Team Ghostshell Allegedly Spills 2.5 M Russian Records

As part of what it’s calling “Project Blackstar,” the hacking collective Team Ghostshell posted approximately 2.5 million records it claims belong to Russian individuals who work across the political, educational and law enforcement spectrum online earlier this morning.

As part of what it’s calling “Project Blackstar,” the hacking collective Team Ghostshell posted approximately 2.5 million records it claims belong to Russian individuals who work across the political, educational and law enforcement spectrum online earlier this morning.

With the project, detailed in a post on Pastebin, the group claims it is “declaring war on Russia’s cyberspace” to call attention to the country’s “tyranny and regret.” In a series of text documents posted to Github, the group spills a slew of information it claims belongs to “governmental, educational, academical, political, law enforcement, telecom, research institutes, medical facilities, large corporations (both national and international branches) in such fields as energy, petroleum, banks, dealerships and many more.”

The rest of the Pastebin post goes on to call out the Russian government and is littered with references to corruption, capitalism and social injustice.

Judging by some of the records released, the Russian Police, along with Novatek, Russia’s largest independent natural gas producer, the Alfa Group, an investment consortium and JINR, the country’s Joint Institute for Nuclear Research, all appear to have been implicated in the alleged leak.

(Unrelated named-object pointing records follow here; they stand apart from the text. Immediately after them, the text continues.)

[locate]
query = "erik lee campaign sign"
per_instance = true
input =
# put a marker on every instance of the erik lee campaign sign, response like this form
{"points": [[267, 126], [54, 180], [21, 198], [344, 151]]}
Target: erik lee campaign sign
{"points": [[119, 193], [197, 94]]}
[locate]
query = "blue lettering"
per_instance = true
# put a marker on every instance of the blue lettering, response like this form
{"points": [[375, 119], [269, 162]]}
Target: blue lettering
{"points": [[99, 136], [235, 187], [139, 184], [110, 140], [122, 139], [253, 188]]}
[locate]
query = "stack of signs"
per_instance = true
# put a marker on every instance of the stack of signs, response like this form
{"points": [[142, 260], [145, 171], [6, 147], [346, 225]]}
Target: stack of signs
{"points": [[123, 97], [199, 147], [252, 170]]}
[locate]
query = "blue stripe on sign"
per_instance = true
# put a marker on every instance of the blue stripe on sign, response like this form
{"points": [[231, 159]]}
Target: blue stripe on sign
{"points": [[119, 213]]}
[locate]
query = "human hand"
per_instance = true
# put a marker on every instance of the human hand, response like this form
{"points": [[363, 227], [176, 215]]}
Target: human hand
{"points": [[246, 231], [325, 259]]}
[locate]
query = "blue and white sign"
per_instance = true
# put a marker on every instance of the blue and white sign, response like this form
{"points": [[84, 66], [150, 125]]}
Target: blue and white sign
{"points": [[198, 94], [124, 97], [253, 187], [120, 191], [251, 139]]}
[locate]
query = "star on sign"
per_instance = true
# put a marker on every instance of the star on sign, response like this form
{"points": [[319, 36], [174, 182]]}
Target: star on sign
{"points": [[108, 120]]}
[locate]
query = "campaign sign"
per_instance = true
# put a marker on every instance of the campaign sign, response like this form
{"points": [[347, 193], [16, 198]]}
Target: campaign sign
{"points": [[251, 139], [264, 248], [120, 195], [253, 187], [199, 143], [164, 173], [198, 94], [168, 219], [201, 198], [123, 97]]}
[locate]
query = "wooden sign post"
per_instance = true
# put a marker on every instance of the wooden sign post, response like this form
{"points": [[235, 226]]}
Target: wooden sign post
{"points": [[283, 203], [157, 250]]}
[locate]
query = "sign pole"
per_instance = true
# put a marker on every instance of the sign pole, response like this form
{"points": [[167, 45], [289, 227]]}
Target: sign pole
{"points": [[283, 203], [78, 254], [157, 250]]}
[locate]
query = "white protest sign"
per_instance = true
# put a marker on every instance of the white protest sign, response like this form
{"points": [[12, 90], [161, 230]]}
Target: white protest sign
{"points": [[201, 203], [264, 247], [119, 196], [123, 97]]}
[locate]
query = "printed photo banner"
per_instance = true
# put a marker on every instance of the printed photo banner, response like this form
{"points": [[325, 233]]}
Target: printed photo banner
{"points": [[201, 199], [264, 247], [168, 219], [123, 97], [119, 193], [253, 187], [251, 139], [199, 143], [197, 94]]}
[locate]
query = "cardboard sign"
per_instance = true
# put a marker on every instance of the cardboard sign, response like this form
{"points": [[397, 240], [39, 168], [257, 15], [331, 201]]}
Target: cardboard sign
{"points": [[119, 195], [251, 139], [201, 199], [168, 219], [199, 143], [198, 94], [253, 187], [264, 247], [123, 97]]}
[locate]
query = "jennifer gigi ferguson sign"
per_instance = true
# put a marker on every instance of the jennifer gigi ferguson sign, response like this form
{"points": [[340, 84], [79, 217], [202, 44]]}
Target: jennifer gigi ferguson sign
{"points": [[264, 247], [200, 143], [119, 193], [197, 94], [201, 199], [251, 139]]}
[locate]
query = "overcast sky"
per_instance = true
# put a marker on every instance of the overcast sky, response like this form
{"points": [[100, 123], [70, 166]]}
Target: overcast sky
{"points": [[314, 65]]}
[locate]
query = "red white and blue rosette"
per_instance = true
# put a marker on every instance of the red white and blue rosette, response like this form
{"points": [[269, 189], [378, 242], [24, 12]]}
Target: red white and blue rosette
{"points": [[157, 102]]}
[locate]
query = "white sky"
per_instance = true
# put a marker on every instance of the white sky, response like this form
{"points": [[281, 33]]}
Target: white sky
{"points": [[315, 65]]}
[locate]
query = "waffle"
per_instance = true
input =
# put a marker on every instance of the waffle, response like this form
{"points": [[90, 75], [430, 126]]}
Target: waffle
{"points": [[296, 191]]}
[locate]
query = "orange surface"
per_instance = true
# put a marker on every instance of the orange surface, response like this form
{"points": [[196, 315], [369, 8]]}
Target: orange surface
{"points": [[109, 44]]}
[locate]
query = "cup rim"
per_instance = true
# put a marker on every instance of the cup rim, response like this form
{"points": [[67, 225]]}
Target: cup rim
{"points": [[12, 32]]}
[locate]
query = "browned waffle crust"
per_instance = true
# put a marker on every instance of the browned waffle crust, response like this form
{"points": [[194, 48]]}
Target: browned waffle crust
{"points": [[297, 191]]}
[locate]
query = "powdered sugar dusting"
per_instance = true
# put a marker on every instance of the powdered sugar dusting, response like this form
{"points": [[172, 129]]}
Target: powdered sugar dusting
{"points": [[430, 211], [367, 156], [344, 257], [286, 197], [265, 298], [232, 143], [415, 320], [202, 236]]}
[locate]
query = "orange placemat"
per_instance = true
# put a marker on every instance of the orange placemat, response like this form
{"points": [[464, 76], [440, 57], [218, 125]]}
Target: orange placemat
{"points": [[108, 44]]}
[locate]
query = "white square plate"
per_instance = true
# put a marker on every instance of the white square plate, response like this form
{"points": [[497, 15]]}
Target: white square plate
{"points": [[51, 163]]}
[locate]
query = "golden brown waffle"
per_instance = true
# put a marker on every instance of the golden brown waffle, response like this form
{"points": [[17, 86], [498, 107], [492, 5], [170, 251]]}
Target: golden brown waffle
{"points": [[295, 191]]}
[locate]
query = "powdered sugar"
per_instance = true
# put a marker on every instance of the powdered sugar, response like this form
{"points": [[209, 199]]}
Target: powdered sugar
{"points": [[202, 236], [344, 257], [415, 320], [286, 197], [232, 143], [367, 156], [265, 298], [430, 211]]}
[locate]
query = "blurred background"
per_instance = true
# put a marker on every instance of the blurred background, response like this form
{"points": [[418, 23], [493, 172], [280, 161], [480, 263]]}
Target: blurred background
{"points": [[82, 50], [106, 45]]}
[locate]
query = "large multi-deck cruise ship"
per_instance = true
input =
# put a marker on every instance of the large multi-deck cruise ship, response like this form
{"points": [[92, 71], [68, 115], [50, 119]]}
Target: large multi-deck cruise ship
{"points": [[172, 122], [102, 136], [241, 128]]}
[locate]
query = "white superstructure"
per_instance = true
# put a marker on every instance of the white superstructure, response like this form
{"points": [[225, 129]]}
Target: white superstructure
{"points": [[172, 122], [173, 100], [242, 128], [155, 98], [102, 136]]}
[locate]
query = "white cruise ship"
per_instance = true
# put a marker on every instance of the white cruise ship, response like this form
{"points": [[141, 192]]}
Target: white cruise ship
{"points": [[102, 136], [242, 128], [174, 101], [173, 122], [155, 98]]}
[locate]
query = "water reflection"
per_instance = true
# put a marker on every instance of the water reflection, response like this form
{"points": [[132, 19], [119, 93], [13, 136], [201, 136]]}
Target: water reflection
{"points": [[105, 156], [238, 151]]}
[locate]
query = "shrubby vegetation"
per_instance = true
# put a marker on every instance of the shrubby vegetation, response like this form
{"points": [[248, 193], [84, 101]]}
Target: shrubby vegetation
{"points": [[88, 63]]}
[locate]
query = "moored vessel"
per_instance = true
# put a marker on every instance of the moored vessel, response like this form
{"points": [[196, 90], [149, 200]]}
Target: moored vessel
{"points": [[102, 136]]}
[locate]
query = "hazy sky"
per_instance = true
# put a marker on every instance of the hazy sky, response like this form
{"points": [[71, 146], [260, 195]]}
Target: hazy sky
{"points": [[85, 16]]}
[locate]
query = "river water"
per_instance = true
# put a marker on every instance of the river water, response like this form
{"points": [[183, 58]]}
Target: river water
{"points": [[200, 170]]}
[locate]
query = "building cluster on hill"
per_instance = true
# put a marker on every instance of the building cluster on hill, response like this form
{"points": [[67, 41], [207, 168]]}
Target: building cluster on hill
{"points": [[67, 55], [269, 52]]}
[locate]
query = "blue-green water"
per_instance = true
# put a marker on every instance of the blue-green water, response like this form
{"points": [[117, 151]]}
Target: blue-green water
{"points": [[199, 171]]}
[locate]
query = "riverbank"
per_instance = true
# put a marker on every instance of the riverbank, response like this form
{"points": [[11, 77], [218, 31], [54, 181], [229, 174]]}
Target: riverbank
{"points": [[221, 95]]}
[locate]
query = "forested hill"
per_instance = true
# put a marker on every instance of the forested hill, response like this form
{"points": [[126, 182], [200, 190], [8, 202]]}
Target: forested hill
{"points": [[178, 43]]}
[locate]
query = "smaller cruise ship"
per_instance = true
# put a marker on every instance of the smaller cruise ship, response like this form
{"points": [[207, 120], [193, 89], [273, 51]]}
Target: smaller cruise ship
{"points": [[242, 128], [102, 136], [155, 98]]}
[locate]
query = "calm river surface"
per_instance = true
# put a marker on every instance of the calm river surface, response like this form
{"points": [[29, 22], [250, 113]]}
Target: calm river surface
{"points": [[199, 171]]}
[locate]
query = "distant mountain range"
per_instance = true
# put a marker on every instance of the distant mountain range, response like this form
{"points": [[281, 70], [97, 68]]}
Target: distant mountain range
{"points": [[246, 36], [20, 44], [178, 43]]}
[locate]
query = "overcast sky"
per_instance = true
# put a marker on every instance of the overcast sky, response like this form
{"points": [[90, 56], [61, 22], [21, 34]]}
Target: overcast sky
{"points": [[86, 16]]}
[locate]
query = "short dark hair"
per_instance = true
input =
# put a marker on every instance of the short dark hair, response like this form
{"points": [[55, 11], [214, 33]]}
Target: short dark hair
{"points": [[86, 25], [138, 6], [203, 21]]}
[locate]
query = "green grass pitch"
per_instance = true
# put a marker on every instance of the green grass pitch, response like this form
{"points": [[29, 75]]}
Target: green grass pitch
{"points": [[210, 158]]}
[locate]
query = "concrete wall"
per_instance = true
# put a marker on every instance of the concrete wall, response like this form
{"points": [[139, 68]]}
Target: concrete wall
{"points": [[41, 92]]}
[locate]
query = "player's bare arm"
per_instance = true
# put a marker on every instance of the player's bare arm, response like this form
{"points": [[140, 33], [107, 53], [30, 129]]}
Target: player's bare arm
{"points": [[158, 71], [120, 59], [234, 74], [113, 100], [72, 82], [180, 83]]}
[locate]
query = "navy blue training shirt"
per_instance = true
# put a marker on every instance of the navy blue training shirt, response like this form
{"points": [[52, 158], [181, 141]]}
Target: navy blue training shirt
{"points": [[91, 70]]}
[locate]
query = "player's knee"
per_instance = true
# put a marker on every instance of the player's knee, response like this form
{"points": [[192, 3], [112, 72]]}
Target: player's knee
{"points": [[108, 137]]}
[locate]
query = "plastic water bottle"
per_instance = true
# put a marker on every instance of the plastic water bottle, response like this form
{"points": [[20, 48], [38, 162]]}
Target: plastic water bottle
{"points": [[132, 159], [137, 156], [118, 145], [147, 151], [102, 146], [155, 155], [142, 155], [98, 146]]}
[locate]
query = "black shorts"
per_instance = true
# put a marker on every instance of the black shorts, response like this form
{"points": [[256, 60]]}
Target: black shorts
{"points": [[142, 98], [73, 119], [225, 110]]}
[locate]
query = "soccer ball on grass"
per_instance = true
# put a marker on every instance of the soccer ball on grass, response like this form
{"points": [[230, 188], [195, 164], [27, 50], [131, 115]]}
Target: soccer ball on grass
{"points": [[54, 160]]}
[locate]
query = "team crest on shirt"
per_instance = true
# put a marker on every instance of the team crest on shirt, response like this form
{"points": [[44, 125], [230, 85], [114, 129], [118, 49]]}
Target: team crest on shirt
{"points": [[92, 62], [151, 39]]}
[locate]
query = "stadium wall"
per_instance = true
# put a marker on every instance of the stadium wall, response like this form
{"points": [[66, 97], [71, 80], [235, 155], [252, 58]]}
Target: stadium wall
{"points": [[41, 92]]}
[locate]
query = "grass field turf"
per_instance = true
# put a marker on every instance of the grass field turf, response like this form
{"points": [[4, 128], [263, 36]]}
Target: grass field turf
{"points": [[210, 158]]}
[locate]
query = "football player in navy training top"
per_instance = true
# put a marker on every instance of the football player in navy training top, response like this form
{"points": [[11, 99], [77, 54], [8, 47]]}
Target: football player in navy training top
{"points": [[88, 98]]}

Some records appear to include individuals’ usernames and passwords while other documents almost read like resumes, complete with individuals’ names, IP addresses, education and job history.

Team Ghostshell released thousands of records last month too when the group announced it had published 120,000 records from some of the world’s top universities. That leak, dubbed “Project WestWind,” sought to “raise awareness towards the changes made in today’s education,” spilling student and faculty email addresses, passwords and IDs. In “Project WestWind,” the group’s leader DeadMellox claimed the group could’ve posted hundreds of thousands more records than it posted. Similarly, today DeadMellox bragged the group “has access to more Russian files than the FSB (Federal Security Service)” a reference to the Russian intelligence agency.